The laughter was easy. Too easy. Like nothing had changed. You and Drew sat across from each other at your favorite bar, drinks in hand, talking like you always had. Like the past few months of tangled sheets, stolen kisses, and whispered names in the dark had never happened. Like you weren’t trying so damn hard to pretend. This was the deal. You were going back to being just friends.
“So, I told him there was no way I was doing that stunt without a double.”
Drew said, grinning as he took a sip of his drink.
“I might be stupid, but I’m not that stupid.”
You laughed, shaking your head.
“Oh, come on, you’d totally do it if they dared you.”
He pointed at you.
“Okay, maybe.”
The conversation flowed, the teasing, the inside jokes it was all the same. But underneath it, there was something different. A tension neither of you wanted to acknowledge. Because you both knew the truth. Friends didn’t look at each other like this. Friends didn’t remember the way the other’s skin felt at midnight, or the way they whispered each other’s names like prayers.

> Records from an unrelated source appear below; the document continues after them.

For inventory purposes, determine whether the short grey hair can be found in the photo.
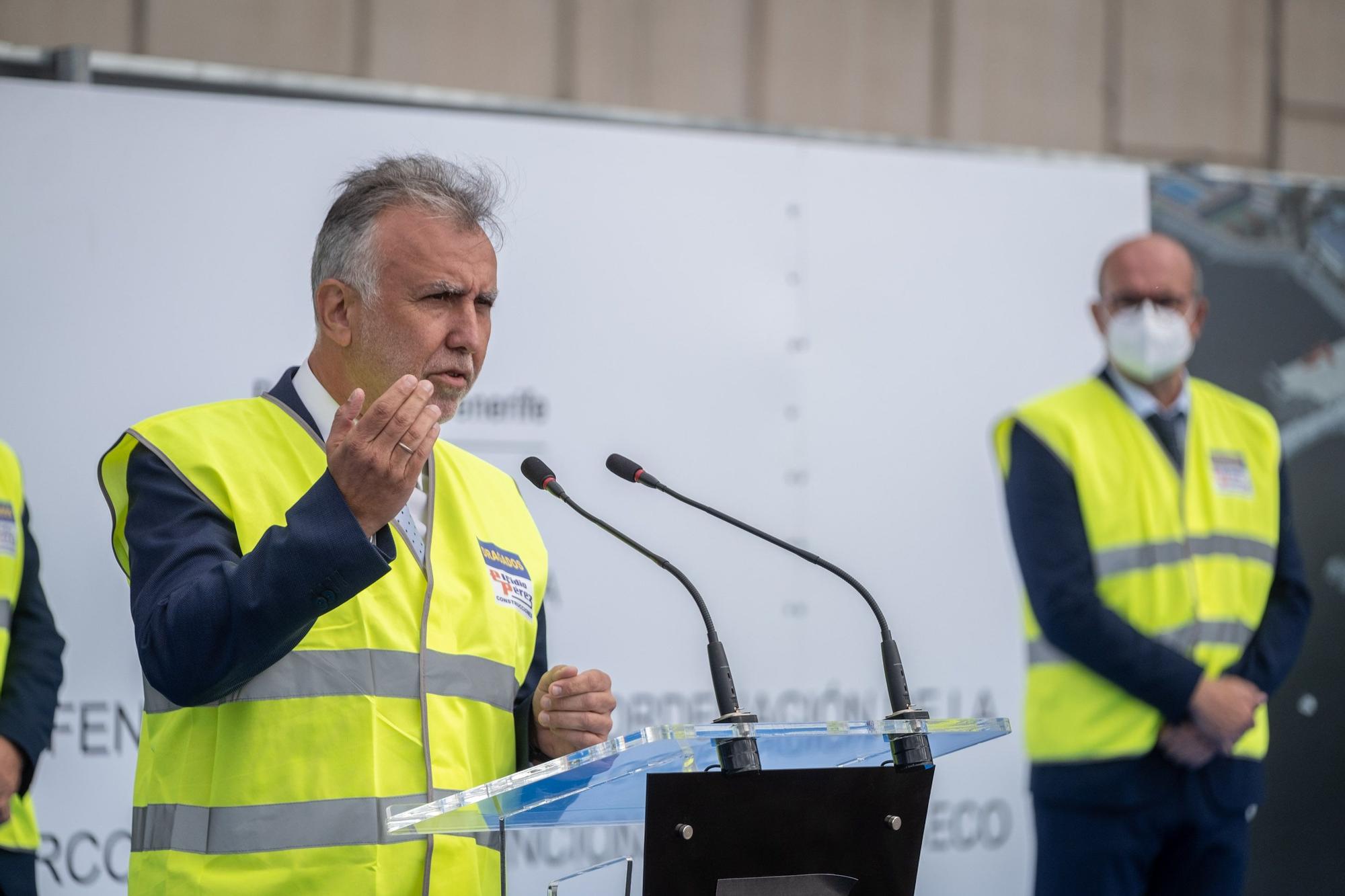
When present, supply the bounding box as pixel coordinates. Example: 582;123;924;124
309;152;504;302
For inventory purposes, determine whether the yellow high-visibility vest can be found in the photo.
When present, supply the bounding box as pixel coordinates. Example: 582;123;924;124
995;376;1280;763
100;397;547;896
0;441;42;853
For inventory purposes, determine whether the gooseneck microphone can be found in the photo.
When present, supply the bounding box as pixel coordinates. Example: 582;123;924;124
521;458;761;775
607;455;932;768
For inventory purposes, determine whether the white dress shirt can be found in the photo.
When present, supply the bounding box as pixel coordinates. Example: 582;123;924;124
295;360;429;540
1108;364;1190;452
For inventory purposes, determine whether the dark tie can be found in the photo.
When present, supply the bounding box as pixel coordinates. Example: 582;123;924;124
1145;413;1182;473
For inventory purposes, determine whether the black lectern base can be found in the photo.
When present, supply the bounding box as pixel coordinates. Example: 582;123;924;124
643;766;933;896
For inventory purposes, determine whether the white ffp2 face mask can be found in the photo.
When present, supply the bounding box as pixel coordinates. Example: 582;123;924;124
1107;301;1196;383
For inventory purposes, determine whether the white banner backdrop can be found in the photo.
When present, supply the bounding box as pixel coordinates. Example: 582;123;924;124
0;81;1149;896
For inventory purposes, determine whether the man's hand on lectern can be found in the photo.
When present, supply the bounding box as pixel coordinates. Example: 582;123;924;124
327;374;440;536
533;666;616;759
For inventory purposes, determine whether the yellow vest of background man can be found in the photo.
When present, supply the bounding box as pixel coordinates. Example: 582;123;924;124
101;397;546;896
0;441;40;853
995;378;1280;763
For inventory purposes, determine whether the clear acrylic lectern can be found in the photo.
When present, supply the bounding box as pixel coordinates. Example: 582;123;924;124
387;719;1010;896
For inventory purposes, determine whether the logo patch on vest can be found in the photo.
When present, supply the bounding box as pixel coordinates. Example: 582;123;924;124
1209;451;1252;498
0;501;19;557
476;538;533;619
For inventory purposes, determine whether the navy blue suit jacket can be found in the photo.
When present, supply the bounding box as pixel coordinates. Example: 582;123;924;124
1005;375;1311;811
126;367;546;768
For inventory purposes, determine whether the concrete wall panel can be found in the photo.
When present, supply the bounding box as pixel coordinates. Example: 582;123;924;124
144;0;356;74
1119;0;1270;164
0;0;134;52
948;0;1106;151
369;0;561;97
572;0;752;118
756;0;942;137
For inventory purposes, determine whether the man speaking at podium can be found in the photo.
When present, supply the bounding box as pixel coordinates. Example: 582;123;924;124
100;155;615;893
995;235;1310;896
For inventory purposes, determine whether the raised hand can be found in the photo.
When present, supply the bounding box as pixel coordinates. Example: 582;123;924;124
327;374;440;536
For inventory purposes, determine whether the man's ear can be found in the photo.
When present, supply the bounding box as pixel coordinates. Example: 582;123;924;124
313;278;360;348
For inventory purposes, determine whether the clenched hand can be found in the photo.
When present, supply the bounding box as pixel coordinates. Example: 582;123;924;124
533;666;616;759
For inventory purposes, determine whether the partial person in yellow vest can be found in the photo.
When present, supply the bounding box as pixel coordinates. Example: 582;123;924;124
100;155;616;896
0;441;66;896
994;234;1310;896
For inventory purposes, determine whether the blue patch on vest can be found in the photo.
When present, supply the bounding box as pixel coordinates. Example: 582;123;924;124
476;538;533;619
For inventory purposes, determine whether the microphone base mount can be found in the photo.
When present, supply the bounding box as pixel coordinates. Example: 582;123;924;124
888;706;933;771
714;709;761;775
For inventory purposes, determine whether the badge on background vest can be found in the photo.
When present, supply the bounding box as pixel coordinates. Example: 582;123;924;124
0;501;19;557
1209;451;1252;498
476;538;533;619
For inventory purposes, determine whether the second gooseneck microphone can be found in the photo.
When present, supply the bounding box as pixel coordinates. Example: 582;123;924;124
521;458;761;775
607;455;932;768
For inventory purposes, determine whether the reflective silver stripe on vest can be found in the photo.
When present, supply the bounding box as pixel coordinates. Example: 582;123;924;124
1028;619;1254;666
145;649;518;713
130;790;500;856
1093;536;1275;577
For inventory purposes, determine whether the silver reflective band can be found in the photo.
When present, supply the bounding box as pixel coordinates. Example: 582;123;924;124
1028;619;1255;666
145;649;518;713
1093;536;1275;577
130;790;500;856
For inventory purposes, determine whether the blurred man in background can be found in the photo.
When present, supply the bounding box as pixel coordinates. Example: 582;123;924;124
0;441;66;896
100;156;616;895
995;235;1310;896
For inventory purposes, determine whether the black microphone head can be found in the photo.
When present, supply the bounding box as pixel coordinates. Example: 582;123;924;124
607;455;640;482
607;455;659;489
519;458;555;491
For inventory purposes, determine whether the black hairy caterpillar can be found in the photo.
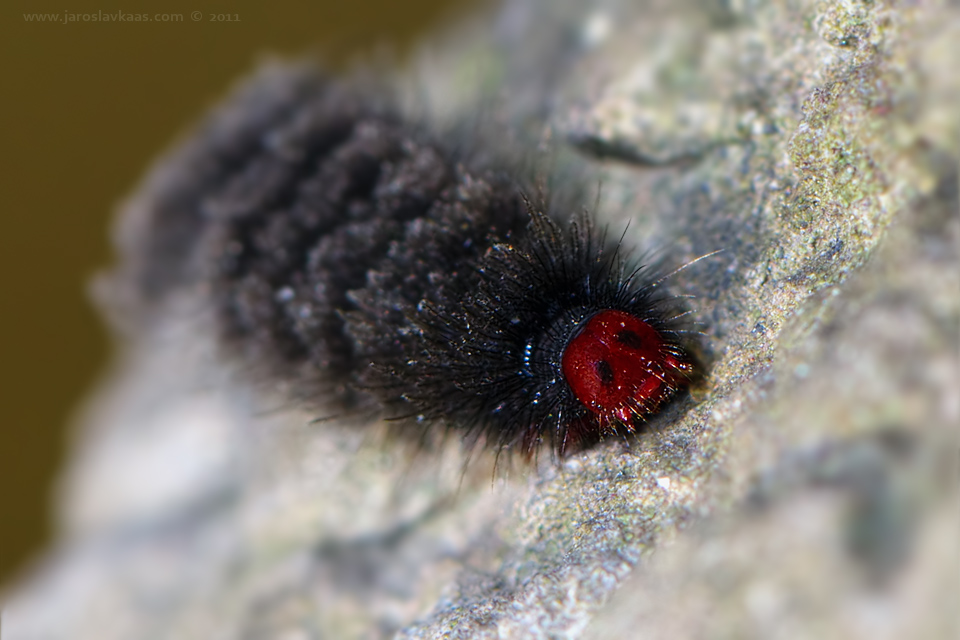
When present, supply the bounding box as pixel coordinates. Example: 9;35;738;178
125;69;696;456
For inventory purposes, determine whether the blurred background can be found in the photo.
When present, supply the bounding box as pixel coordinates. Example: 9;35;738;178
0;0;479;586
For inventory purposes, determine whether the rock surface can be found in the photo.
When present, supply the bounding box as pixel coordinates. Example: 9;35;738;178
3;0;960;640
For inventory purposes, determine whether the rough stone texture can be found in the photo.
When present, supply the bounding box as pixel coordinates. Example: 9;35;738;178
3;0;960;640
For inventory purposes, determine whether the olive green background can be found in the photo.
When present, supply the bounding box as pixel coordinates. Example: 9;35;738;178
0;0;480;585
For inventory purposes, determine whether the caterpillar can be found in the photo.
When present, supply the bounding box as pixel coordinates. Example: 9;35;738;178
122;63;697;457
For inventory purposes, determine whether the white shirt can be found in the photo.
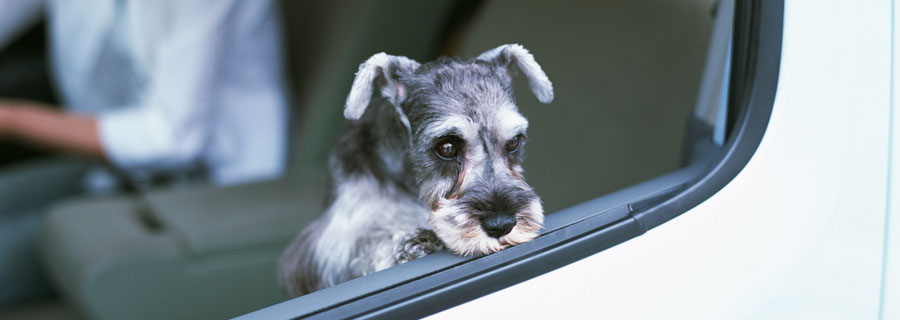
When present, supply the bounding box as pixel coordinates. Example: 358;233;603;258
0;0;288;184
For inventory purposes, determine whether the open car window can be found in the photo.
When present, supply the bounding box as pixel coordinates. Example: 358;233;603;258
242;0;783;319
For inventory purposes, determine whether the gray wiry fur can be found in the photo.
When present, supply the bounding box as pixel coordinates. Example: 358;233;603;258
279;45;553;296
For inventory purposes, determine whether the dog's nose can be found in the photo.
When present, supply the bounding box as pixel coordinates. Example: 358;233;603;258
481;214;516;238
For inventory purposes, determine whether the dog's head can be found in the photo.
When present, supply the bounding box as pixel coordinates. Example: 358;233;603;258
344;45;553;255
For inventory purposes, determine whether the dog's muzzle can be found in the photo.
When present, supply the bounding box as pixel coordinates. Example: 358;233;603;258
481;213;516;238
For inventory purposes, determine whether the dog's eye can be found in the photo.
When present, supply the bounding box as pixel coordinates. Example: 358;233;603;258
506;135;522;153
435;141;459;160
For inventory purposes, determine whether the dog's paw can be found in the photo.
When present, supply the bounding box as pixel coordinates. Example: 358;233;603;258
394;228;445;264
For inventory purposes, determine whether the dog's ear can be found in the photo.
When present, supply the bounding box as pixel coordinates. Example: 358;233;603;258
477;44;553;103
344;52;419;120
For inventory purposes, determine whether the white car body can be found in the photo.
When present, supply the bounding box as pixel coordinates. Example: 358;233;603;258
433;1;900;319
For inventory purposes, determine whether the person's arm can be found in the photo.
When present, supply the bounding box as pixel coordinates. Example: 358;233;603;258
0;100;104;158
0;0;44;49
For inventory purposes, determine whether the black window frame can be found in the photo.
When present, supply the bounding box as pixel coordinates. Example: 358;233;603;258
243;0;784;319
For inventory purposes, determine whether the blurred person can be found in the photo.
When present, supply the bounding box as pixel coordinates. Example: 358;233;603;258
0;0;287;308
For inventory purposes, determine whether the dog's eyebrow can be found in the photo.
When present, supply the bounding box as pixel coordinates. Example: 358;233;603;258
497;109;528;137
423;116;470;139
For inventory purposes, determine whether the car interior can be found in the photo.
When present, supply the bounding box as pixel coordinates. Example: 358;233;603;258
0;0;731;319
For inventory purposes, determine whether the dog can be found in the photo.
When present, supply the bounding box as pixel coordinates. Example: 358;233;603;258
278;44;553;296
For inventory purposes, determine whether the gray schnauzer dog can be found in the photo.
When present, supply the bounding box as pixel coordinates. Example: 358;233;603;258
278;44;553;296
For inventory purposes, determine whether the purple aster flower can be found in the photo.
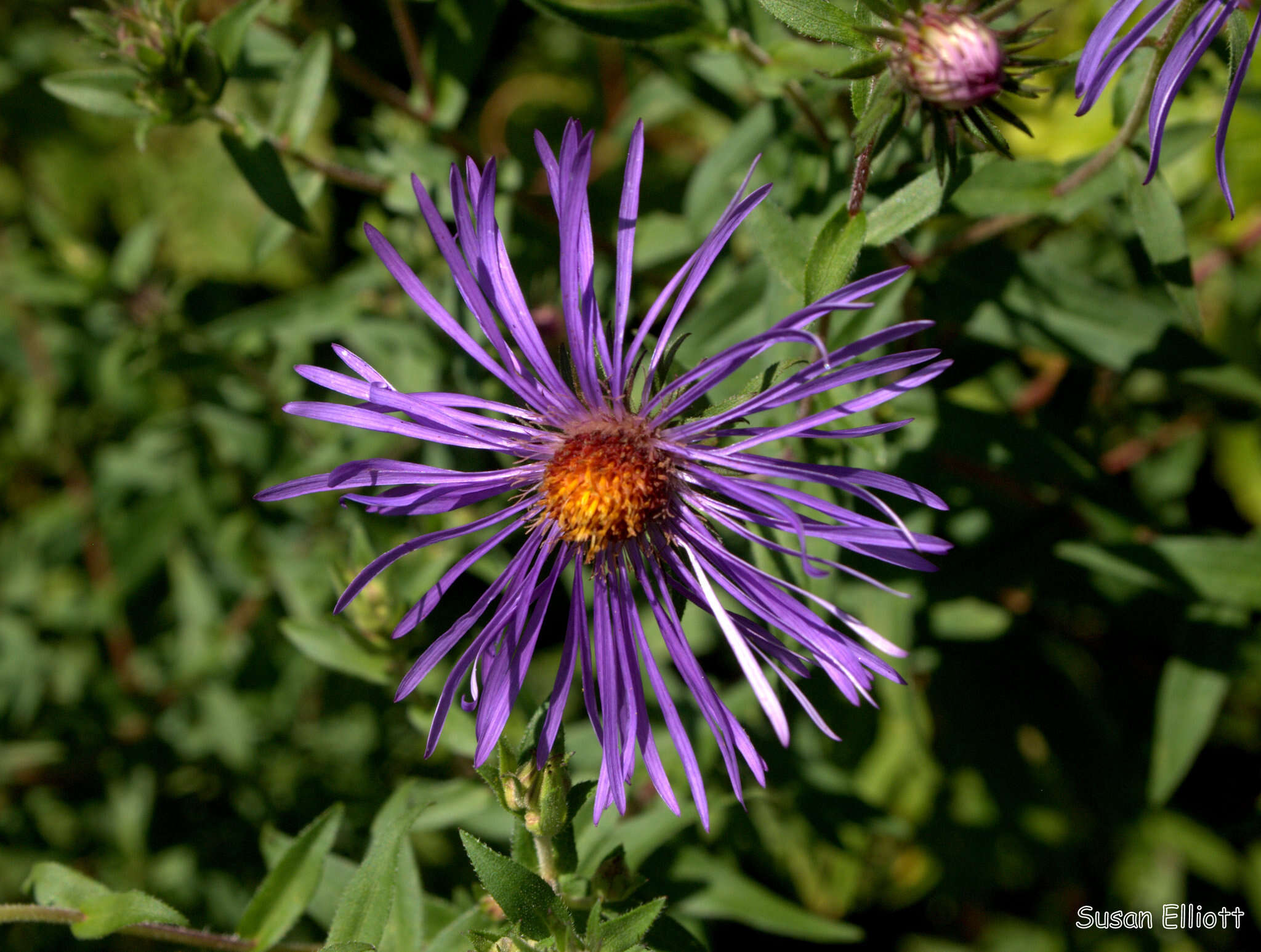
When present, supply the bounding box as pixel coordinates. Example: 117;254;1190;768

And yet, here you were. Trying. You reached for your drink at the same time Drew did, your fingers brushing. A sharp inhale. A fleeting moment where neither of you pulled away. His eyes met yours, and just like that, the air shifted. It was all over his face, that same ache you felt deep in your chest.
“Maybe this was a bad idea.”
You murmured. Drew swallowed, setting his drink down.
“Yeah…”
He admitted, voice quieter now. A pause. Then, softer, more uncertain:
“But do you really want to stop?”
The words hung between you, heavy, impossible to ignore. And suddenly, neither of you were pretending anymore.